Submitted by Radib Kar, on August 08, 2020
Lowest common ancestor is the deepest ancestor of two given nodes. Below is the example, where we discuss what the Lowest Common ancestor of the given nodes is.
In the above tree, we are finding the lowest common ancestor for the nodes with value 6 & 8. To understand what lowest common ancestor is, first, we need to understand what is the ancestor for a node? Ancestor is the node that lies in the path b/w root and the current node. So the ancestors of the node 6 are 1, 2, 5 and the ancestors of the node 8 are 1, 2, 5, 7.
Common ancestors are the ancestors that are common in their list of ancestors. So the common ancestors are: 1, 2, 5
The lowest common ancestor means the ancestors that's the deepest one or in other words, the last ancestor in the common ancestor list.
So, the lowest common ancestor is 5 here
So the algorithm to find the lowest common ancestor is like below:
- Store the paths to the nodes from the roots
- Find the common ancestors there. Common ancestors are the common nodes in the path starting from the root
- The lowest common ancestor is the last common ancestor in the list.

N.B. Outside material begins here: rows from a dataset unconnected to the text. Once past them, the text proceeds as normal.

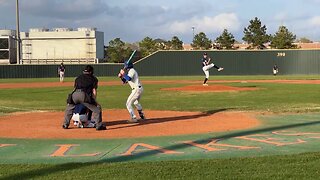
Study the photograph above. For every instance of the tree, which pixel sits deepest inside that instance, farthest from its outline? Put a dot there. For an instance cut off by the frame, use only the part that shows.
(283, 39)
(225, 40)
(175, 44)
(117, 51)
(304, 40)
(201, 41)
(147, 46)
(256, 34)
(160, 44)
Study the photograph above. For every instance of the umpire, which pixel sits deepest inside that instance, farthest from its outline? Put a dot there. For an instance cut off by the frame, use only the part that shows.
(85, 92)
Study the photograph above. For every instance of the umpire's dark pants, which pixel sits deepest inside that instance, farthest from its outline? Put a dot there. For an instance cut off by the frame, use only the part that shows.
(78, 97)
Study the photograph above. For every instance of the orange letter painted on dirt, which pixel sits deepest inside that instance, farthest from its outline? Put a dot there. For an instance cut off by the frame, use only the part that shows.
(64, 148)
(208, 147)
(268, 140)
(6, 145)
(134, 147)
(292, 133)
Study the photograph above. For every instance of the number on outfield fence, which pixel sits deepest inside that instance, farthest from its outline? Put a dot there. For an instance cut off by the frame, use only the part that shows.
(282, 54)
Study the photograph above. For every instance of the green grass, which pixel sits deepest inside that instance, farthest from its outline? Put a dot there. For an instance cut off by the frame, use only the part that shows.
(303, 166)
(257, 77)
(271, 97)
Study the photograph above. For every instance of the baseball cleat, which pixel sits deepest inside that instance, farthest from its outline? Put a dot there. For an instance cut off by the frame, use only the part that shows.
(220, 69)
(101, 127)
(133, 120)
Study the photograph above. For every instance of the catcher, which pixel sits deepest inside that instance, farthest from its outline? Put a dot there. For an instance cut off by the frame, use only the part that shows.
(129, 75)
(82, 117)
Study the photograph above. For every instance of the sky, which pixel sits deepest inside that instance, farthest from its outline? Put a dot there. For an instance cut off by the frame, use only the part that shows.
(133, 20)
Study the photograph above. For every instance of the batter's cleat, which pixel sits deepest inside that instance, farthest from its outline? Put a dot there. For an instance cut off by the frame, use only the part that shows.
(142, 116)
(90, 125)
(101, 127)
(132, 120)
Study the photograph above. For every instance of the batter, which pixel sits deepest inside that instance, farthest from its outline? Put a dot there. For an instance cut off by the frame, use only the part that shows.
(206, 66)
(129, 75)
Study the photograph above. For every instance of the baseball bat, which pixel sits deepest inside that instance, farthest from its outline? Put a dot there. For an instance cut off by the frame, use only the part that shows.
(131, 56)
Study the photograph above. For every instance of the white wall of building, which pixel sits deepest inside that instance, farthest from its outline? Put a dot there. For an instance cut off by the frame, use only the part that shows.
(8, 54)
(62, 44)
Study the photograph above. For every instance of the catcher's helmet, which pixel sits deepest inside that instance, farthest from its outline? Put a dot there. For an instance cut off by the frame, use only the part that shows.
(88, 69)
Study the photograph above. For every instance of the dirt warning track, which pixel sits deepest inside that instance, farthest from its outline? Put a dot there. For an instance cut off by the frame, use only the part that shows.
(47, 125)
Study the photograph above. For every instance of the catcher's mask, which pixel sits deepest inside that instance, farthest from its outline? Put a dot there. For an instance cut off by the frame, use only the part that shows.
(88, 70)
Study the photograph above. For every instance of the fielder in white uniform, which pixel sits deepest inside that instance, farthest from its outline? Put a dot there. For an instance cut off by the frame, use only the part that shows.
(206, 66)
(129, 75)
(61, 71)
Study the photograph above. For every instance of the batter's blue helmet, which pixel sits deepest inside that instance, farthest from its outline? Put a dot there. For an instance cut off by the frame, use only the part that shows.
(128, 65)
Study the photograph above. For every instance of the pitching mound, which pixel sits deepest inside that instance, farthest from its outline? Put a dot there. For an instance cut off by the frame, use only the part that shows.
(47, 125)
(210, 88)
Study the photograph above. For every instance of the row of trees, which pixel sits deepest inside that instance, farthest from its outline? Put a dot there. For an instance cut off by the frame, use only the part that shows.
(119, 51)
(255, 35)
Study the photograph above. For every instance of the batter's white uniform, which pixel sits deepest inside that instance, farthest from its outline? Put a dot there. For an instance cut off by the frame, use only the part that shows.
(136, 92)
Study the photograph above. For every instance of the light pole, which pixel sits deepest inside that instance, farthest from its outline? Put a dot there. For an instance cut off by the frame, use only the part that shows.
(18, 32)
(193, 32)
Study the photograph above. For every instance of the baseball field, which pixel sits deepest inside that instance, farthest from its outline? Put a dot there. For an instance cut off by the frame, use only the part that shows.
(238, 127)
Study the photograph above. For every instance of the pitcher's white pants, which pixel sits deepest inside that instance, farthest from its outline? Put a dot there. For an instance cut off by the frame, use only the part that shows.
(134, 99)
(206, 69)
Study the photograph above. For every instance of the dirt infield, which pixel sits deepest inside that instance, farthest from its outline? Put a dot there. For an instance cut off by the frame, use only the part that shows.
(113, 83)
(47, 125)
(212, 88)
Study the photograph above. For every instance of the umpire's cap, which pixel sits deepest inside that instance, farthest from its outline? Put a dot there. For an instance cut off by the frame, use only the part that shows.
(88, 69)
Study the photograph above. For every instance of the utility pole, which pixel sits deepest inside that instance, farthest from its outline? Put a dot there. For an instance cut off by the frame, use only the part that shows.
(18, 33)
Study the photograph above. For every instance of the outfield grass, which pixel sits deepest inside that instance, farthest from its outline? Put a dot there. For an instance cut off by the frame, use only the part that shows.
(271, 97)
(303, 166)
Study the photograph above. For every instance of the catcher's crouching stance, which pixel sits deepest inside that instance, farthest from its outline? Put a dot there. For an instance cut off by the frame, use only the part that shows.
(82, 117)
(130, 76)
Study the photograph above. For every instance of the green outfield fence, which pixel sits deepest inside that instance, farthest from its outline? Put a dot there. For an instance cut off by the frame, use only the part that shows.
(186, 63)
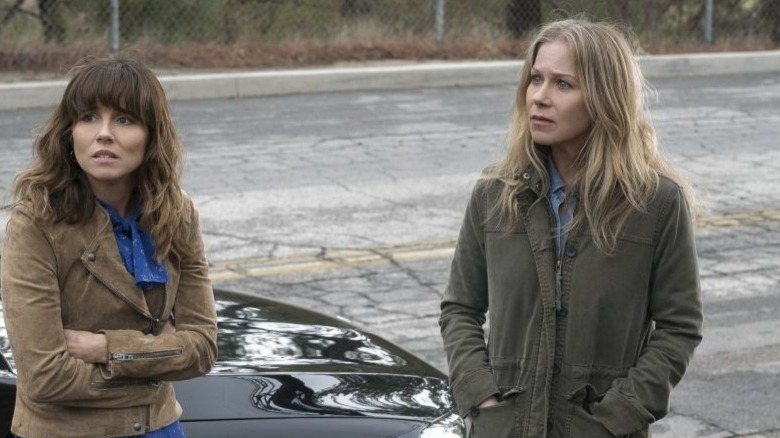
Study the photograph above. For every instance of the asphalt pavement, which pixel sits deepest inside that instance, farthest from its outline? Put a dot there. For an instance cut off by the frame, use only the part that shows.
(349, 202)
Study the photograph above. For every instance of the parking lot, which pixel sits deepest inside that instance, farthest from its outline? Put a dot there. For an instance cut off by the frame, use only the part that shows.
(350, 202)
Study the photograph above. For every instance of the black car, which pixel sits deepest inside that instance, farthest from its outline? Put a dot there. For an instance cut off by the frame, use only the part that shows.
(284, 371)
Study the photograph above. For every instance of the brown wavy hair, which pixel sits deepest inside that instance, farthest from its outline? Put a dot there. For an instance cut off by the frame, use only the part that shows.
(55, 186)
(618, 169)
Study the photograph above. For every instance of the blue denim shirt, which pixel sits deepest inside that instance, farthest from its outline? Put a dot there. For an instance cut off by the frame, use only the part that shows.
(557, 195)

Below is the implementation of the above approach:
#include <bits/stdc++.h>
using namespace std;
// tree node is defined
class TreeNode {
public:
int val;
TreeNode* left;
TreeNode* right;
TreeNode(int data)
{
val = data;
left = NULL;
right = NULL;
}
};
//calculates root to node paths
bool root_to_node_paths(TreeNode* root, TreeNode* node, vector<TreeNode*>& path)
{
if (!root)
return false;
//if node is found
if (root == node) {
path.push_back(root);
return true;
}
//add current node to path
path.push_back(root);
if (root_to_node_paths(root->left, node, path))
return true;
if (root_to_node_paths(root->right, node, path))
return true;
//backtrack
path.pop_back();
return false;
}
int main()
{
//building the tree like example 1
TreeNode* root = new TreeNode(1);
root->left = new TreeNode(2);
root->right = new TreeNode(3);
root->left->left = new TreeNode(4);
root->left->right = new TreeNode(5);
root->left->right->left = new TreeNode(6);
root->left->right->right = new TreeNode(7);
root->left->right->right->left = new TreeNode(8);
TreeNode* node1 = root->left->right->left;
TreeNode* node2 = root->left->right->right->left;
vector<TreeNode*> path1;
vector<TreeNode*> path2;
//find root to node1 path
root_to_node_paths(root, node1, path1);
//find root to node2 path
root_to_node_paths(root, node2, path2);
int size = min(path1.size(), path2.size());
TreeNode* LCA;
//find all common ancestors
cout << "Common ancestors are:\n";
for (int i = 0; i < size; i++) {
if (path1[i] == path2[i]) {
LCA = path1[i];
cout << path1[i]->val << " ";
}
}
cout << endl;
//LCA stores the last ancestor only which is the common one
cout << "Lowest Common Ancestor is: " << LCA->val << endl;
return 0;
}
Output:
Common ancestors are:
1 2 5
Lowest Common Ancestor is: 5
So if we do the dry run then,
The root to node path for node1 will be, path1= 1, 2, 5, 6
The root to node path for node2 will be, path1= 1, 2, 5, 7, 8
So the common ancestors are: 1, 2, 5
And the lowest common ancestor is 5